Hukuk dışına çıkılabileceğini açıklamaktan da çekinmiyor. Yani resmen tehdit ediyor.
Allah'tan her seçimde millet ağızlarının payını veriyor da arada bir hülyalarından uyanıyorlar.
Ülkede istikrarı bozan ve kaosa zemin hazırlayan da partisiyle, sivil toplum örgütüyle, medyasıyla, okumuşu yazmışı, muvazzafı emeklisiyle işte bu muhalefet kesimidir.

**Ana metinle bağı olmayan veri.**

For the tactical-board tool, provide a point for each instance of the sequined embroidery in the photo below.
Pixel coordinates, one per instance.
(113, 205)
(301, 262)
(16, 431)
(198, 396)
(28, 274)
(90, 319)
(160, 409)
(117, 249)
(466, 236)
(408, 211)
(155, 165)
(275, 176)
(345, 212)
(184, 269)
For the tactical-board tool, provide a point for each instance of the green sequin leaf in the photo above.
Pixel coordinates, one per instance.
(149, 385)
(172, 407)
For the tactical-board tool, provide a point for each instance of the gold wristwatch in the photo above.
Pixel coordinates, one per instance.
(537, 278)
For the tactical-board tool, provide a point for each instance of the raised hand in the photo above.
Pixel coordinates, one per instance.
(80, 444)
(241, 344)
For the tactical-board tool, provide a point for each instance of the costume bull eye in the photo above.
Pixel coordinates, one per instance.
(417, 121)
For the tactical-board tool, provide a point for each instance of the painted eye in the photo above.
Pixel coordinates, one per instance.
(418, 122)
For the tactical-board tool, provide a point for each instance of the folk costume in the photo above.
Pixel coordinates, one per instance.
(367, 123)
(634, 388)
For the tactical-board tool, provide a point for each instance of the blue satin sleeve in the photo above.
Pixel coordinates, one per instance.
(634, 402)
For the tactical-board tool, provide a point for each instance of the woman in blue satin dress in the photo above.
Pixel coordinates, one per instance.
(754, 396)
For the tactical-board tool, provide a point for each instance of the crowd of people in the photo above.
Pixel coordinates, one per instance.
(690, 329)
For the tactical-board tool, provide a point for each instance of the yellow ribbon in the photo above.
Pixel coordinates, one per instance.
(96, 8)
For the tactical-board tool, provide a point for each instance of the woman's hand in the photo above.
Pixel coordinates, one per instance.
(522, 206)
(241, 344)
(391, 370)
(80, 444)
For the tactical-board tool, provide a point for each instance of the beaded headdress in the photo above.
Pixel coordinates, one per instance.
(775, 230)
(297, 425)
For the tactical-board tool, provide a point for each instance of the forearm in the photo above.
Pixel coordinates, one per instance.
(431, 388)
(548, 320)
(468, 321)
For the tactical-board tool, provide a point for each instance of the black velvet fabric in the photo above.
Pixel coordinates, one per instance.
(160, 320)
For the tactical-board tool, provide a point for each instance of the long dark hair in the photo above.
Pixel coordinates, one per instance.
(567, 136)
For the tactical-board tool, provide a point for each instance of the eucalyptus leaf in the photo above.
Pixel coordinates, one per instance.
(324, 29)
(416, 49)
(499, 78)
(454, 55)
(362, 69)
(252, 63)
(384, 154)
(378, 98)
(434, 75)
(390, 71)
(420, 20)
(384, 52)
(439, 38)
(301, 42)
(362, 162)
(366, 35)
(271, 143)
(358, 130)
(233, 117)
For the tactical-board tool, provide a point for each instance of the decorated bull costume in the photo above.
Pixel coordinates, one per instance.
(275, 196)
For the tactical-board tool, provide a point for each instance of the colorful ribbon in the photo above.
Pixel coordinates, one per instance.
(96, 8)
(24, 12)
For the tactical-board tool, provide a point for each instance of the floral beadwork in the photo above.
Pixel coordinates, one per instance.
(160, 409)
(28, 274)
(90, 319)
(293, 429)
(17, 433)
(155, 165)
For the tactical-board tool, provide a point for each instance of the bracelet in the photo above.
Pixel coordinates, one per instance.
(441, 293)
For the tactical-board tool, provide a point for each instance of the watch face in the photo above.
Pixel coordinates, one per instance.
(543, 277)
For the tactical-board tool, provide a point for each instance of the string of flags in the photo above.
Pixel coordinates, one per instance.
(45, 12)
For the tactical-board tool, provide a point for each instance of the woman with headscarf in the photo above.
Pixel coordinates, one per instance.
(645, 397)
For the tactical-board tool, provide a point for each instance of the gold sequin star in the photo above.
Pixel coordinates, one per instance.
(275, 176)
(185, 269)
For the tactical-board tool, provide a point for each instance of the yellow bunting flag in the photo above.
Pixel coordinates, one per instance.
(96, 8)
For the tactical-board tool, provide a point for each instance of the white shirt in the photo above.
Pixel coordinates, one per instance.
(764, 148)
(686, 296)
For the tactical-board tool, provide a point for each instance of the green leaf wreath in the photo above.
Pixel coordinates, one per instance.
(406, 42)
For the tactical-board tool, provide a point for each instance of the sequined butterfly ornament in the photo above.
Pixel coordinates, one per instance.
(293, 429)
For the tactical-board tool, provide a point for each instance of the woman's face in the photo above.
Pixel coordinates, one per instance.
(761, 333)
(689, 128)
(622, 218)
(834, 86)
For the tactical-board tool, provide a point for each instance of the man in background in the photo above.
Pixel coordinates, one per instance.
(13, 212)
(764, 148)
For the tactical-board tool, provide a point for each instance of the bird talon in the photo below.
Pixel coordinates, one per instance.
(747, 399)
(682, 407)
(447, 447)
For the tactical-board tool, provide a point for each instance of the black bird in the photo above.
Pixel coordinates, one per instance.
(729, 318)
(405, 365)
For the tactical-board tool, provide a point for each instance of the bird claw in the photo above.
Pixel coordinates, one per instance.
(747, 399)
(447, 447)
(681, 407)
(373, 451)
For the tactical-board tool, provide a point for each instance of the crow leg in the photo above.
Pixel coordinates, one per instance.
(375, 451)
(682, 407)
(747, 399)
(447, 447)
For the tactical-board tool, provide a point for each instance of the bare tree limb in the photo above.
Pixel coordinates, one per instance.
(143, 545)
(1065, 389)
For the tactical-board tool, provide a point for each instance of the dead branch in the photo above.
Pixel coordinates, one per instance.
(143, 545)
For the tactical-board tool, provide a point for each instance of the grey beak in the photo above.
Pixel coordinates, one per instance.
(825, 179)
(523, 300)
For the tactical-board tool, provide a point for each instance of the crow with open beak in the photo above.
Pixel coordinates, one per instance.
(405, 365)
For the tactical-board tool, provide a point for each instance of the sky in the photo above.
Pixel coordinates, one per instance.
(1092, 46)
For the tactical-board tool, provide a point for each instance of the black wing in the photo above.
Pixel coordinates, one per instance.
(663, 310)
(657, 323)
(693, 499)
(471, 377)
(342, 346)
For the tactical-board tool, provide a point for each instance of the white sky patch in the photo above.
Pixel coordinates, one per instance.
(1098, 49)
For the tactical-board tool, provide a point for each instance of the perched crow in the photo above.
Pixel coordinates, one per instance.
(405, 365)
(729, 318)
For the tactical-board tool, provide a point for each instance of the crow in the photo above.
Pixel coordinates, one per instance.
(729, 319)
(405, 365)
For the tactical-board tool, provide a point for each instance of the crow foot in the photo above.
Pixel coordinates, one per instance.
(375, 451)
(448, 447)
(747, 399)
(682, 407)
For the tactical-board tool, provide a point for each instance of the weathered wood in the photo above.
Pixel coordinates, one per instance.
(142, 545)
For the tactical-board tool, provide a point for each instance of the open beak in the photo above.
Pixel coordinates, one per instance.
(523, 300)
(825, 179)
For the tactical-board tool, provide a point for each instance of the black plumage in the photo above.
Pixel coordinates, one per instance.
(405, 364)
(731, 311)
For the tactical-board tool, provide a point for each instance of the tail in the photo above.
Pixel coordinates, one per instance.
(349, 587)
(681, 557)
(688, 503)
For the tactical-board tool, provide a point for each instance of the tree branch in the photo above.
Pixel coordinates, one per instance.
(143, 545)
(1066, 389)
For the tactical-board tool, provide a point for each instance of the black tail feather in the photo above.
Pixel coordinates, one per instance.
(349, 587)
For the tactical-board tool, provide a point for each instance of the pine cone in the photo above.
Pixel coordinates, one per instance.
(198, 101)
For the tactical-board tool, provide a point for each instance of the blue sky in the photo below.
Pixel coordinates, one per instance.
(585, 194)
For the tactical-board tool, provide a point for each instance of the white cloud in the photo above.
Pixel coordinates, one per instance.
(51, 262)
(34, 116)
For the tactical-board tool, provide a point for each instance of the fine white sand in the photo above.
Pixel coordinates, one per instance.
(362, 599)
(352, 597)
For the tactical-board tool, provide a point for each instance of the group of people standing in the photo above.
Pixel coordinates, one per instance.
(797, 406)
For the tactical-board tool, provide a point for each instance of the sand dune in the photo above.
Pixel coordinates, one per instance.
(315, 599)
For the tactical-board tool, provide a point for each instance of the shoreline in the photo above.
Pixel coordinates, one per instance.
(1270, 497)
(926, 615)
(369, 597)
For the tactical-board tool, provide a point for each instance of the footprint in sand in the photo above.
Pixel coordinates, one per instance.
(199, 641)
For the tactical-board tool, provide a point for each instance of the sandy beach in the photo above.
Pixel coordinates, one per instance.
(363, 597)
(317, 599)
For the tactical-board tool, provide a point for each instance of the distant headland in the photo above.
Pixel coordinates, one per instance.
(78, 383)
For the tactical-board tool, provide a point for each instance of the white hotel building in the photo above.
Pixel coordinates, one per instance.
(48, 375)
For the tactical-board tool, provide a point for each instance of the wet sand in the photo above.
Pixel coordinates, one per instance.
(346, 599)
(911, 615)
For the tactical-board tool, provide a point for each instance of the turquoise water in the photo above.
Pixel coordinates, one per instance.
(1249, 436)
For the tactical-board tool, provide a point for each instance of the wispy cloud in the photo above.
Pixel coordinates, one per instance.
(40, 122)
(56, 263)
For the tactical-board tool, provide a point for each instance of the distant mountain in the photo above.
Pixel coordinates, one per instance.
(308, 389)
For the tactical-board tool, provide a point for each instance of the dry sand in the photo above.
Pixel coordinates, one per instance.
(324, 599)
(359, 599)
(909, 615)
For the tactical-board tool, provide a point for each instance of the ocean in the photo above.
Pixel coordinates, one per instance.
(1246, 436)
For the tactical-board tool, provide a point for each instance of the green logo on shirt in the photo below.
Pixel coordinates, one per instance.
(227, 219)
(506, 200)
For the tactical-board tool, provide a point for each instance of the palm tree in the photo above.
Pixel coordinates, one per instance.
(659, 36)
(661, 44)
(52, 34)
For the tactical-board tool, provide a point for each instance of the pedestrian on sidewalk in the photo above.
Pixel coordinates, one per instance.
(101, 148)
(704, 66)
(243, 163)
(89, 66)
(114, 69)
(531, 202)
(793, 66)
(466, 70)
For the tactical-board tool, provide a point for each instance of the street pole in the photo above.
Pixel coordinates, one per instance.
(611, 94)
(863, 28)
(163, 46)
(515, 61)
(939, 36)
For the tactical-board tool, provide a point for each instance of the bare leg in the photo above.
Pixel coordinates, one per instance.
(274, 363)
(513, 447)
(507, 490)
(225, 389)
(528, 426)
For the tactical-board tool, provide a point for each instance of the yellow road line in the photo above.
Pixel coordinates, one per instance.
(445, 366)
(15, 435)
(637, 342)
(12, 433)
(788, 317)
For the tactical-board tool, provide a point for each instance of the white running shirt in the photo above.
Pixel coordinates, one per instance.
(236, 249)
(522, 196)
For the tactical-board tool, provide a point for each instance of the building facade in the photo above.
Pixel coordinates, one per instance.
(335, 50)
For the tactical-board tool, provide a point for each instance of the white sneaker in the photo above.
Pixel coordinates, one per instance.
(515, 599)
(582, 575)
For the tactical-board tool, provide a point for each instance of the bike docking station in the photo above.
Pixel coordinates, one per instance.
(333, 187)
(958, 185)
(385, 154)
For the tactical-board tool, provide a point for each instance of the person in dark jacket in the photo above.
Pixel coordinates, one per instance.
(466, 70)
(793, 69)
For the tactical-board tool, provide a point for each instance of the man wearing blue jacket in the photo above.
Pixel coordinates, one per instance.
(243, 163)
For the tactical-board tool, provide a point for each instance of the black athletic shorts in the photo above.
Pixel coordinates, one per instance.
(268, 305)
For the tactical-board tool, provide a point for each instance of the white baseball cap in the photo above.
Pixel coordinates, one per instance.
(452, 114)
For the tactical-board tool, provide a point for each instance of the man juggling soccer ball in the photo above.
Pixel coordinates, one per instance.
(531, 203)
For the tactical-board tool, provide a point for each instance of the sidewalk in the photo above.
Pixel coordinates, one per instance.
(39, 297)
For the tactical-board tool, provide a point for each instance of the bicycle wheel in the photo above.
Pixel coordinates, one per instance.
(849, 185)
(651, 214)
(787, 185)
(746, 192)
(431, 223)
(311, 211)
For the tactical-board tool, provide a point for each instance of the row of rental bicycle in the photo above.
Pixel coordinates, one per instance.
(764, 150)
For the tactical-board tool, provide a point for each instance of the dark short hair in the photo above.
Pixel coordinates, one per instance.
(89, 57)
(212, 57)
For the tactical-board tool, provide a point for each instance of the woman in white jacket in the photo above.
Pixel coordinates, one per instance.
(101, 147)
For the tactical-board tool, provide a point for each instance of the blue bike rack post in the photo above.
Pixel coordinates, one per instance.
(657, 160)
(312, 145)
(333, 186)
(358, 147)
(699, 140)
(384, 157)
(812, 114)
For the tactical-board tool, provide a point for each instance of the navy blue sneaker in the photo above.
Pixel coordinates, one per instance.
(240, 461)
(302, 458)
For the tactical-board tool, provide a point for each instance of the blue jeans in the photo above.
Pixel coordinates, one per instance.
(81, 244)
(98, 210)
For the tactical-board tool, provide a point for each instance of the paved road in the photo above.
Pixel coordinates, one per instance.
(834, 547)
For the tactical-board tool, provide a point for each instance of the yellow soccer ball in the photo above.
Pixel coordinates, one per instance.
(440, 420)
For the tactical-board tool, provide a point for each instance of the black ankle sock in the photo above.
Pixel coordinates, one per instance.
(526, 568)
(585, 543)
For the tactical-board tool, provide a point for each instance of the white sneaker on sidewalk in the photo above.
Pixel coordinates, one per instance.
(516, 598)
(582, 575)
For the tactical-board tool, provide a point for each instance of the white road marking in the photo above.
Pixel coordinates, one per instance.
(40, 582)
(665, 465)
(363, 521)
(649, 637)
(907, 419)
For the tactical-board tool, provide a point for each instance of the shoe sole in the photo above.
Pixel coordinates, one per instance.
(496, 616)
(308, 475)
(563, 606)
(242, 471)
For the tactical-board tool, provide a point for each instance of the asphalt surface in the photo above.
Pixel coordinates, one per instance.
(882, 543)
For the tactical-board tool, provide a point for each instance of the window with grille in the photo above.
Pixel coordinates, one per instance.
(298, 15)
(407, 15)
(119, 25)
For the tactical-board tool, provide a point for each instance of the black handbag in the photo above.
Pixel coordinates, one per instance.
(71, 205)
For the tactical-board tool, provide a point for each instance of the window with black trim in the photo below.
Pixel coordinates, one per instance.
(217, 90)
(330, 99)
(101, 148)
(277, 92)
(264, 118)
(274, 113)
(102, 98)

Tarafların oturup bir noktada buluşmasını öngören mutabakat gibi söylemlere yanaşmazlar. Çünkü onların mutabakattan anladıkları başkalarını dinlemek değil başkalarının onların görüşlerine teslim olmalarıdır. Teslim olunmazsa rejim elden gidiyor, laiklik kalkıyor, cumhuriyet bitiyor vaveylaları koparırlar.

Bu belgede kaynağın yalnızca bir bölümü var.